The above is indicative of a more general point: PureOS plays security whack-a-mole, rather than having a first-principles approach to security. Examples of OSes that follow the latter model are iOS and GrapheneOS. While the former is unadoptable by Purism for obvious reasons, in my opinion not making the Librem 5 natively support GrapheneOS was a strategic blunder. Having said that, it seems that what’s done is done, and the Purism team is fully committed to building a Linux OS with mobile-desktop convergence even if it means less usability and adoption in at least the medium-term and worse security probably in the long term. Given that, the question is: is there a Linux-based alternative to vanilla Debian that PureOS can build on that has a better approach to security? The answer I think is clearly ‘yes’.
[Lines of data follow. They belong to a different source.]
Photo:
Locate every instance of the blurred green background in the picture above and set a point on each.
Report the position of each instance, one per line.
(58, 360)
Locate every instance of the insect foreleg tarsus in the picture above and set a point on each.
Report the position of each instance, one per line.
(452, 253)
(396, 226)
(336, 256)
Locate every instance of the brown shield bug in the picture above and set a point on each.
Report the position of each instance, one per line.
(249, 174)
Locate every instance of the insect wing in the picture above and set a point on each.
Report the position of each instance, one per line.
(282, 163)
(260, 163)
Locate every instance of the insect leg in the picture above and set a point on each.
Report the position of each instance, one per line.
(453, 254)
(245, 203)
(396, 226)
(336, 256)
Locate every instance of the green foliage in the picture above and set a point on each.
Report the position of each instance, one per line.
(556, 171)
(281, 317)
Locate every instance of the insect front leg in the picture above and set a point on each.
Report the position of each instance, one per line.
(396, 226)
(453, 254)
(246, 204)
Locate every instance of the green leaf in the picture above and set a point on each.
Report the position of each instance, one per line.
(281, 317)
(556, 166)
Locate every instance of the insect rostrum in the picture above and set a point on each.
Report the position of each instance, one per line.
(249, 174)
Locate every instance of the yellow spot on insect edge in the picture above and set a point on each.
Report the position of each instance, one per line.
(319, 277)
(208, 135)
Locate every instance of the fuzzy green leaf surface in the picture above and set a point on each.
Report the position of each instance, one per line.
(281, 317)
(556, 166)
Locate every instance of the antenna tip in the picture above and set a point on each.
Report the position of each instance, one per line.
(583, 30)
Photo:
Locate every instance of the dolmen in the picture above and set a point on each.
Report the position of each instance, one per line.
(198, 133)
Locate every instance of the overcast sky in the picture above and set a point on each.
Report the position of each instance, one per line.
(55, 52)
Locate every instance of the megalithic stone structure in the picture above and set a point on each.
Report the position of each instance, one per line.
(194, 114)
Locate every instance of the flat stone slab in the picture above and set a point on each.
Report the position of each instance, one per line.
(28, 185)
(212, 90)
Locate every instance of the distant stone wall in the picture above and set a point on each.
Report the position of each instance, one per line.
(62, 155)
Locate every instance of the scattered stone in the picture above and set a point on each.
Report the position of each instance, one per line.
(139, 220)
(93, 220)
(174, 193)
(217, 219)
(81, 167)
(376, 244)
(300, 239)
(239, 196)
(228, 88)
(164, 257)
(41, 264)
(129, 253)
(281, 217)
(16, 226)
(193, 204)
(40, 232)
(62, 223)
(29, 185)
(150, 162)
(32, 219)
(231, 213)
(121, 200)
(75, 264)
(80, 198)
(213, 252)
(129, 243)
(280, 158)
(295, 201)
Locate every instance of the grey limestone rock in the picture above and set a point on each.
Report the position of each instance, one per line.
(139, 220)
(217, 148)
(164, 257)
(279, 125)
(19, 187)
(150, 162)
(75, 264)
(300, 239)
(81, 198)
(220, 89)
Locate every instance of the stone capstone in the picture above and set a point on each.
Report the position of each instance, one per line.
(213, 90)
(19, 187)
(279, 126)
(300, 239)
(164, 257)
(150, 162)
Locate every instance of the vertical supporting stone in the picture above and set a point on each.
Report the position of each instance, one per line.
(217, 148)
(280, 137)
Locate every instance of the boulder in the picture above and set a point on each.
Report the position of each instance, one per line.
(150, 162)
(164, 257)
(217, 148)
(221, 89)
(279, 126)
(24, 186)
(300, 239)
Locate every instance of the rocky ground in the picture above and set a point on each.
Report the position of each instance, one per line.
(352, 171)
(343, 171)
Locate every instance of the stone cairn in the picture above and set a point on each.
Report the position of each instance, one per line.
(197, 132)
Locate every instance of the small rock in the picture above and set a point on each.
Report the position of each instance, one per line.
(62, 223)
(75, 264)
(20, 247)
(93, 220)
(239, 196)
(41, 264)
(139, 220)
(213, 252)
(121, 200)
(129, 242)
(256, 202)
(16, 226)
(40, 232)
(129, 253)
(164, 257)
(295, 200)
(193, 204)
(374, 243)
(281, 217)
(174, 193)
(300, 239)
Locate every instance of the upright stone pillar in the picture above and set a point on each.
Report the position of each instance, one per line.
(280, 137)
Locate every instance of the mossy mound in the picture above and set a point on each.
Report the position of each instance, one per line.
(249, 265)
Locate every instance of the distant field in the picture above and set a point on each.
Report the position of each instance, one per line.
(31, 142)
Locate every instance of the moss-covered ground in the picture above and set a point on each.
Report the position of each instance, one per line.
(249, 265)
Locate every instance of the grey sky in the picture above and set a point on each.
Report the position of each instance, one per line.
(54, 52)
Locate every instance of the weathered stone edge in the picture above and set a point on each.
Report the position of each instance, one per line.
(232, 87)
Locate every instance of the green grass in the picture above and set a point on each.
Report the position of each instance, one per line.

Kicksecure is based on Debian and is the base distro for Whonix. Unlike PureOS, Kicksecure tries to take important principles from newer OSes and create a Linux distribution that doesn’t have absolutely horrendous security. Below are some examples:
- AppArmor profile everything: a way to add an AppArmor profile to all processes, including PID 1.
- Strong user account isolation
- Extreme hardening
- Sandbox App Launcher: a modern approach to granting access to the host’s resources.
In spite of all their great work, it seems that the Kicksecure team relies primarily on donations and doesn’t have sufficient developer resources to realize their vision. If Purism built on Kicksecure rather than vanilla Debian, they would have a more secure OS and be helping out a great project besides.
I am curious to hear what the community thinks about this idea. Thanks for reading.